France has now imposed a mandatory seven-day quarantine requirement on arrivals from the UK, starting on Monday.
But those assumptions were made without knowledge of the Indian variant, and how it is evolving in the UK.
The knowledge base now is changing fast. And when the facts change, as the great economist JM Keynes said, we are supposed to change our minds.
Indeed, the UK government's own four tests of whether its safe to proceed to the next stage of unlocking, include an assessment of whether a new variant of concern has changed the risk profile.
On Thursday the Health Secretary Matt Hancock said the Indian variant is now the dominant strain in the UK, accounting for up to 75% of cases.

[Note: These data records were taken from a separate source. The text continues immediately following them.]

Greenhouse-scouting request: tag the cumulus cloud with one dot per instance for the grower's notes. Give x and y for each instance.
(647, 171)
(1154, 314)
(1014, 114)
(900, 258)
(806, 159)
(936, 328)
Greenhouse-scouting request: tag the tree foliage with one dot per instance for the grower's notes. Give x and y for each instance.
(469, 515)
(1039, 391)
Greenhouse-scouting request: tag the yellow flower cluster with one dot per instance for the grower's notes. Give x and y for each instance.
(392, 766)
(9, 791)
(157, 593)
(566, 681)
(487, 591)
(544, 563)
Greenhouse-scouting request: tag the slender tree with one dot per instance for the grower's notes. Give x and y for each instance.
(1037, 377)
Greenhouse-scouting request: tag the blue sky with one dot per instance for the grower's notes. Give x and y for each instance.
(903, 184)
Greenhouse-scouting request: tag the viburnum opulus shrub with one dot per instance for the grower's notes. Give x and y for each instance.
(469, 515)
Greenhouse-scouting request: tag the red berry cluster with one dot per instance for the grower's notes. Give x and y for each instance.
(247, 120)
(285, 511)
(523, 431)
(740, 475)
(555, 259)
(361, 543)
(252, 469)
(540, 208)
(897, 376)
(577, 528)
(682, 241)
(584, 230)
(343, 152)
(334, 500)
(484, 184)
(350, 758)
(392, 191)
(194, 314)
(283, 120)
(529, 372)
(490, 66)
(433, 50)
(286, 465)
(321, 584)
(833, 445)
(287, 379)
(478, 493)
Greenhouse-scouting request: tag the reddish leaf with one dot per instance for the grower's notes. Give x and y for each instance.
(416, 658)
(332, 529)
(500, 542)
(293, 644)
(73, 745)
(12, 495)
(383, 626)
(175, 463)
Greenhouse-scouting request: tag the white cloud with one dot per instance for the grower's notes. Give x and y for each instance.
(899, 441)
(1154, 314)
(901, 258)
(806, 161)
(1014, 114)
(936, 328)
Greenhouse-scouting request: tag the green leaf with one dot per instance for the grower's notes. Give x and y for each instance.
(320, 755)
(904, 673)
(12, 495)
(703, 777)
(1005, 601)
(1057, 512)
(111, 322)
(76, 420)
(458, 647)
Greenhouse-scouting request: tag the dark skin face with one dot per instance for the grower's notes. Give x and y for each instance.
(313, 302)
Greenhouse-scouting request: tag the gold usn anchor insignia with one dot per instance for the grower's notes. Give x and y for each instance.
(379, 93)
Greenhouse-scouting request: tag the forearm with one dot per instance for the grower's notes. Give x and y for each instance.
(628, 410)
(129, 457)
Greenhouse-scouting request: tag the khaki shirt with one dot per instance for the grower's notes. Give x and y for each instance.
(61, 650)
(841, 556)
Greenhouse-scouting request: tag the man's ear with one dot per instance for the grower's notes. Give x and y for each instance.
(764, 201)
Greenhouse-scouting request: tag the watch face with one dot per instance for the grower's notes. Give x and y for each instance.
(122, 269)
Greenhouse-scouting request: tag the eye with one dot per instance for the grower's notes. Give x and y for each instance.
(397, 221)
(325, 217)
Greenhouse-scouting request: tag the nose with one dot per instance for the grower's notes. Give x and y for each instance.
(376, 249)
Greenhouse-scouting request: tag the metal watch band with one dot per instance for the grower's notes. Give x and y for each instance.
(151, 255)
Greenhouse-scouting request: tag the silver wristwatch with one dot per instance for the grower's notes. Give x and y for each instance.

The case numbers are rising again (up 20% week-on-week), and the Indian variant infections are doubling. What remains to be seen is if there is an increase in hospitalisations, particularly for cases requiring intensive care treatment.
Mr Hancock identified the key target to watch: "The aim is to break the link to hospitalisation and death so that cases alone no longer require stringent restrictions on people's lives. The critical thing to watch is the link from the number cases, to how many people end up in hospital."
Mr Hancock said the information gleaned in the coming fortnight would determine if the UK can proceed to its next stage of unlocking, while other cabinet minsters have muttered about the possible need for local lockdowns in Indian variant hotspots.
The reluctance of the British government to say everything is going fine - indeed to drop hints that policy may have to be reversed - may explain why the Irish Government is reluctant to end the restrictions on travellers from Britain (Covid testing before and after travel and self isolation for ten days), even though Britain operates no restriction on travellers coming in from Ireland (not even a passenger locator form), because it is within the Common Travel Area.
And France has now imposed a mandatory seven-day quarantine requirement on arrivals from the UK, starting on Monday.
This poses a dilemma for places like Spain and Greece, keen to get back UK tourists after the disastrous 2020 season. But if India variant cases start to spread there ...
Keep an eye on Portugal, which has already opened its tourist beaches to UK visitors. But outbreaks of the Indian variant imported from the UK could play havoc with plans to open up the whole EU to travel for EU citizens using a green pass system.
More seriously, if the Indian variant is in with at least a sporting chance of outrunning the vaccine programme in the UK, how much more of a threat does it pose in the EU, where the programme is about a month behind Britain in double vaccinating the key groups?
And if those like Prof Christine Pagel who think Britain should not fully unlock until august - or whenever it has double vaccinated 70% of its adult population are right - what is the right re-opening date for EU countries?
Remember, the Indian variant is already in Ireland.